Configure Pod Scheduling for Confluent Platform Using Confluent for Kubernetes
To get the optimal performance out of Confluent components, you can control how the component pods are scheduled on Kubernetes nodes. For example, you can configure pods not to be scheduled on the same node as other resource intensive applications, pods to be scheduled on dedicated nodes, or pods to be scheduled on the nodes with the most suitable hardware.
To avoid components competing for the same resources, such as storage or network, and causing performance degradation in both pods, schedule component pods in a way that avoids sharing nodes with other critical workloads.
Confluent for Kubernetes supports the following features for scheduling Confluent component pods on Kubernetes nodes:
- Taints and tolerations
Taints and tolerations work together to ensure that pods are not scheduled onto specific nodes in Kubernetes.
Taints are applied to a node, and tolerations are applied to pods. Only the pods that do not declare a toleration for the taint cannot be scheduled to that node.
- Affinity and anti-affinity
A taint and toleration make sure that pods are not scheduled onto the nodes, but the features do not guarantee pods get scheduled onto the node where you intend them to run.
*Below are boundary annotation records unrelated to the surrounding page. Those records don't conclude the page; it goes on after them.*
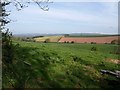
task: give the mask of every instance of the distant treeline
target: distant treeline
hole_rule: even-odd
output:
[[[109,36],[120,36],[119,35],[71,35],[71,34],[65,34],[65,37],[109,37]]]
[[[34,37],[32,37],[32,38],[39,38],[39,37],[44,37],[44,36],[34,36]]]

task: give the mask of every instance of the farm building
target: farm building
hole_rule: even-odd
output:
[[[108,36],[108,37],[63,37],[59,42],[75,42],[75,43],[111,43],[114,40],[118,41],[120,36]]]

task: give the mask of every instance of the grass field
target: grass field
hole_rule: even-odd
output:
[[[26,88],[120,88],[117,78],[100,73],[101,69],[120,70],[120,64],[110,61],[120,60],[118,45],[14,43],[20,44],[15,58],[29,64],[15,65]],[[3,79],[3,86],[10,87],[8,79]]]
[[[46,40],[49,40],[48,42],[58,42],[62,37],[63,36],[45,36],[45,37],[34,38],[34,40],[37,42],[44,42]]]

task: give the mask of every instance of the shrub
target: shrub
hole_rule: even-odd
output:
[[[91,42],[91,44],[96,44],[96,42]]]
[[[96,47],[92,47],[91,51],[97,51],[97,48]]]
[[[118,44],[118,40],[112,40],[111,44]]]
[[[44,43],[47,43],[47,42],[50,42],[50,39],[49,39],[49,38],[44,41]]]

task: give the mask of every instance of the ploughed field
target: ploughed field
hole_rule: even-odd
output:
[[[100,70],[120,70],[120,50],[111,44],[38,43],[14,41],[20,47],[14,62],[26,88],[120,88],[119,79]],[[10,73],[3,87],[11,87]],[[10,79],[14,84],[17,79]]]
[[[75,43],[111,43],[113,40],[118,40],[120,36],[105,36],[105,37],[63,37],[59,42],[75,42]]]

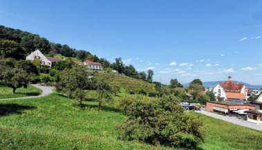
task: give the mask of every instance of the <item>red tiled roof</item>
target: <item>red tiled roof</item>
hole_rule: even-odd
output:
[[[93,61],[88,61],[88,60],[84,61],[84,62],[89,63],[89,64],[93,64],[93,65],[102,65],[101,63],[97,63],[93,62]]]
[[[68,61],[68,62],[73,62],[73,63],[75,63],[84,64],[84,63],[78,62],[78,61],[72,61],[72,60],[67,60],[67,61]]]
[[[236,84],[233,81],[227,81],[226,82],[219,83],[225,89],[225,92],[241,92],[244,84]]]
[[[53,62],[64,61],[64,58],[55,58],[55,57],[46,57],[48,61]]]
[[[243,93],[226,92],[225,97],[227,99],[245,99],[245,94]]]

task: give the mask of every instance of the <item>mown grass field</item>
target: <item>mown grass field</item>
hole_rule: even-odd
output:
[[[37,96],[42,92],[41,89],[29,85],[27,89],[24,89],[24,87],[17,89],[15,94],[12,94],[12,88],[0,84],[0,99]]]
[[[0,101],[0,149],[169,149],[122,141],[114,126],[125,114],[111,104],[83,102],[57,94],[42,98]],[[187,112],[188,113],[188,112]],[[200,149],[262,149],[262,132],[190,112],[204,122],[205,142]]]

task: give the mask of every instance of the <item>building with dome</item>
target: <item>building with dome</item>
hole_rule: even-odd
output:
[[[247,100],[247,92],[245,84],[236,83],[232,81],[232,77],[228,76],[228,80],[225,83],[219,83],[214,88],[214,94],[217,100],[223,98],[224,100]]]

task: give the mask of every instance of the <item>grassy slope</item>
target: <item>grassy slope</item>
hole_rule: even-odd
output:
[[[12,92],[12,88],[0,84],[0,99],[37,96],[43,92],[40,89],[29,85],[26,89],[24,87],[17,89],[15,94]]]
[[[56,94],[39,98],[0,101],[0,149],[155,149],[117,140],[113,127],[122,112],[97,103],[76,100]],[[12,104],[12,105],[10,105]]]

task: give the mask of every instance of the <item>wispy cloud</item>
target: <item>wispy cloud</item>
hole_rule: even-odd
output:
[[[247,39],[247,37],[244,37],[244,38],[243,38],[242,39],[240,39],[239,41],[242,41],[246,40]]]
[[[176,62],[172,62],[169,64],[169,65],[176,65]]]
[[[178,71],[180,71],[180,69],[175,69],[174,71],[175,71],[175,72],[178,72]]]
[[[184,66],[184,65],[188,65],[188,63],[187,63],[179,64],[180,66]]]
[[[127,61],[123,61],[123,63],[130,63],[130,61],[132,61],[131,59],[127,59]]]
[[[239,70],[242,70],[242,71],[251,71],[251,70],[253,70],[253,69],[255,69],[256,68],[254,67],[243,67],[241,69],[240,69]]]
[[[176,74],[183,74],[183,73],[185,73],[185,71],[181,71],[181,72],[176,72]]]
[[[167,74],[167,73],[169,73],[170,71],[160,71],[159,73],[160,74]]]
[[[198,76],[198,74],[182,74],[182,76]]]
[[[233,68],[230,68],[228,69],[224,69],[223,72],[226,72],[226,73],[230,73],[230,72],[234,72]]]

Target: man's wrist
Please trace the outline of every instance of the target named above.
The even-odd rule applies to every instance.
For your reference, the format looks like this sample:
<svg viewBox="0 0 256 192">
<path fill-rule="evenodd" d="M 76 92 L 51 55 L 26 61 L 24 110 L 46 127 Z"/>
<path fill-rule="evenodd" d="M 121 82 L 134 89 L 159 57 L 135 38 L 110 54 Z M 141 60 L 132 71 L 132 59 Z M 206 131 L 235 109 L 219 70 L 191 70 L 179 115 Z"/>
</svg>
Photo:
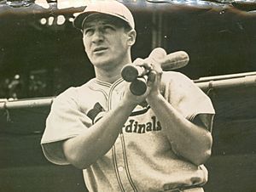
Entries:
<svg viewBox="0 0 256 192">
<path fill-rule="evenodd" d="M 159 101 L 160 101 L 163 99 L 164 99 L 163 96 L 160 93 L 158 93 L 156 94 L 148 94 L 146 100 L 148 104 L 149 104 L 149 105 L 152 105 L 154 104 L 157 104 Z"/>
</svg>

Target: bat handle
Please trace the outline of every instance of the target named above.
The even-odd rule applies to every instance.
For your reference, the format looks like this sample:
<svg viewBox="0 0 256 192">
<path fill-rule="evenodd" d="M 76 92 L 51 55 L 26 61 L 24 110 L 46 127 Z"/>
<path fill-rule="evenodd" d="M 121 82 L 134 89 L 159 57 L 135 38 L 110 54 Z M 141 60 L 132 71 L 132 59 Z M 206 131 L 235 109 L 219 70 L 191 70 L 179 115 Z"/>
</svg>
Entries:
<svg viewBox="0 0 256 192">
<path fill-rule="evenodd" d="M 138 76 L 143 76 L 147 74 L 147 71 L 143 66 L 137 66 L 134 65 L 126 65 L 121 71 L 121 76 L 124 80 L 128 82 L 135 81 Z"/>
<path fill-rule="evenodd" d="M 130 91 L 132 94 L 140 96 L 147 91 L 148 76 L 136 78 L 130 85 Z"/>
</svg>

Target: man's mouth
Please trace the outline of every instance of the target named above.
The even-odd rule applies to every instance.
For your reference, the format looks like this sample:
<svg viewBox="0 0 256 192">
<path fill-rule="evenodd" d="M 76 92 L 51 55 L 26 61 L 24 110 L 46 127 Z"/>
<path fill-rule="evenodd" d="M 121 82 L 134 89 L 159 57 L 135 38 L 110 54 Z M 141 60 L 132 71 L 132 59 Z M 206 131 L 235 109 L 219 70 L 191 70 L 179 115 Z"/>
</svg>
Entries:
<svg viewBox="0 0 256 192">
<path fill-rule="evenodd" d="M 100 54 L 100 53 L 102 53 L 102 52 L 106 51 L 107 49 L 108 49 L 108 48 L 104 48 L 104 47 L 96 48 L 93 50 L 93 53 L 94 53 L 94 54 Z"/>
</svg>

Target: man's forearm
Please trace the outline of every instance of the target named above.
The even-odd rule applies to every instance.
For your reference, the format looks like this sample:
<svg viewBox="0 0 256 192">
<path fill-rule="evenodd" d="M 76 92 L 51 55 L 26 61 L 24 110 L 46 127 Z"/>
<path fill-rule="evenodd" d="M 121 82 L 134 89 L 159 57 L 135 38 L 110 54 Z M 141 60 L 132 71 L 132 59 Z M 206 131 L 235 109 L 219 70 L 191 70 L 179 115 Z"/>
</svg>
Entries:
<svg viewBox="0 0 256 192">
<path fill-rule="evenodd" d="M 79 168 L 86 168 L 105 155 L 114 144 L 135 104 L 121 103 L 84 132 L 64 142 L 67 161 Z"/>
<path fill-rule="evenodd" d="M 147 100 L 175 152 L 194 164 L 204 163 L 211 155 L 211 133 L 185 119 L 162 95 Z"/>
</svg>

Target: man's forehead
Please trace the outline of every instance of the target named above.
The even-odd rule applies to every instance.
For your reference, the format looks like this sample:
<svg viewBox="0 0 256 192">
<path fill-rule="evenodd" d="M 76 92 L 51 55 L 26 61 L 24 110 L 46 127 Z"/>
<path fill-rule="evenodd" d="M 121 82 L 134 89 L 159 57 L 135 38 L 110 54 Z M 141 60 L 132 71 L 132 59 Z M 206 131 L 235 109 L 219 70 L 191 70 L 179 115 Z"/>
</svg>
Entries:
<svg viewBox="0 0 256 192">
<path fill-rule="evenodd" d="M 115 25 L 116 19 L 103 14 L 91 14 L 86 17 L 83 22 L 83 28 L 92 26 L 95 24 L 111 24 Z"/>
</svg>

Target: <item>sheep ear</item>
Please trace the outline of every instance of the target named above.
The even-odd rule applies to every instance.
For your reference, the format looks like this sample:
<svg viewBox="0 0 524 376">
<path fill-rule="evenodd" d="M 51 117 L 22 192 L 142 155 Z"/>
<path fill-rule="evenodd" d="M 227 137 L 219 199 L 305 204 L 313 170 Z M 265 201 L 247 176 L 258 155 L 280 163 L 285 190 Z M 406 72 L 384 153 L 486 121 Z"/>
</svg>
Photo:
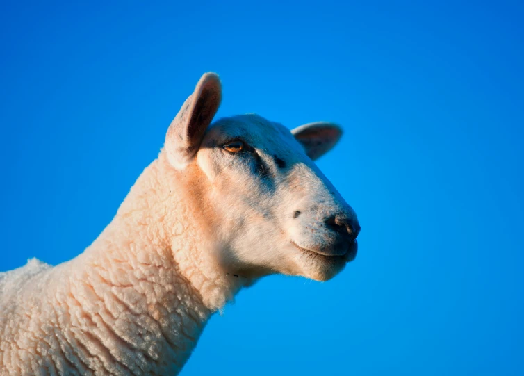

To schedule the pods you do want on the right node, use another Kubernetes feature, affinity and anti-affinity. Confluent for Kubernetes supports the following types of Kubernetes affinity features:
Node affinity
The node affinity feature allows you to schedule workloads (pods) onto specific nodes, for example, to optimize for various resources, such as storage, CPU, and networking.
With Confluent for Kubernetes, you can create node affinity rules to specify which Kubernetes nodes your Confluent pods are eligible to be scheduled on. For example, if you have special hardware that you want to use to run one or more Confluent pods, use node affinity to pin those pods to the special hardware nodes.
Pod affinity and anti-affinity
The pod affinity feature allows you to specify that a pod should be scheduled on the same node as another pod.
The pod anti-affinity feature allows you to specify that a set of pods should be scheduled away from one another on different nodes, availability zones, or several other potential topology domains. For example, you can use pod anti-affinity to ensure that the Kafka brokers do not share nodes with other resource-intensive or critical workloads.
The affinity and anti-affinity rules apply at the namespace level.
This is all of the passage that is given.